Animal welfare organization says rescue comes at a tough financial time

A white kitten named Batman is one of 50 cats rescued from a Richmond neighbourhood earlier this week. (RAPS)

Thirty cats and 20 kittens will soon need new homes after they were rescued from the area around the home of one "well-intentioned" resident of Richmond, B.C.

The cats — including at least five pregnant females — were rescued on March 31 and in the first few days of April, and most are in good health, according to the Regional Animal Protection Society (RAPS).

"It was a situation where a well-intentioned person was feeding stray cats but it got out of control and soon she was inundated and didn't know what to do.
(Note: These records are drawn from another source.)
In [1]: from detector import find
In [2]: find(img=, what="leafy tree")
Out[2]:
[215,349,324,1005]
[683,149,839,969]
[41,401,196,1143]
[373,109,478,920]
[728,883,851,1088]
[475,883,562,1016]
A family member alerted us," RAPS spokesperson Pat Johnson said in an email.

He said Richmond has almost no feral cats because of a trap and neuter program implemented by RAPS's predecessor 25 years ago, so this was a "back to our roots" rescue for the organization.

Some of the kittens have eye infections, but they're responding well to treatment, and almost all of the cats were infested with fleas, according to RAPS. The kittens are all being cared for in foster homes.
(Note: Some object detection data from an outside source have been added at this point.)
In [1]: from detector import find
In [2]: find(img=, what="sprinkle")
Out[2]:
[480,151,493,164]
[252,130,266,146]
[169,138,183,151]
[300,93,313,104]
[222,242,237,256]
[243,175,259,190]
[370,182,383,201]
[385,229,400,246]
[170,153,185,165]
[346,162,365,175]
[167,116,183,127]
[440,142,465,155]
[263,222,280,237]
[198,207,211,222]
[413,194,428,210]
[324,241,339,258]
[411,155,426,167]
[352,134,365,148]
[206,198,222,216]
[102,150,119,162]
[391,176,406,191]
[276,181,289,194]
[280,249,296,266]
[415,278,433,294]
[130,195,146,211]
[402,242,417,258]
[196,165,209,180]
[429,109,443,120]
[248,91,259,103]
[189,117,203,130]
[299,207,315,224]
The adult cats will be available for adoption after they have been spayed and neutered, while the kittens will have to wait until they're at least eight weeks old.

"They are pretty shy, a little skittish," RAPS shelter manager Shena Novotny said in a press release.

"They're all very sweet, though. None of them are lashing out. It looks like they will all adjust well."

RAPS says the rescue has come at a difficult time. The COVID-19 pandemic has meant a loss of revenue, as RAPS thrift stores have had to close and the organization's cat sanctuary is no longer open to the public.

"We estimate the veterinary services and other individualized care to all of these kittens and cats will average $1,000 per animal," RAPS CEO Eyal Lichtmann said.

"We are really calling on our community to help us at this time. Revenues are down just as demand rises."

Adoption applications for the rescued cats are available online.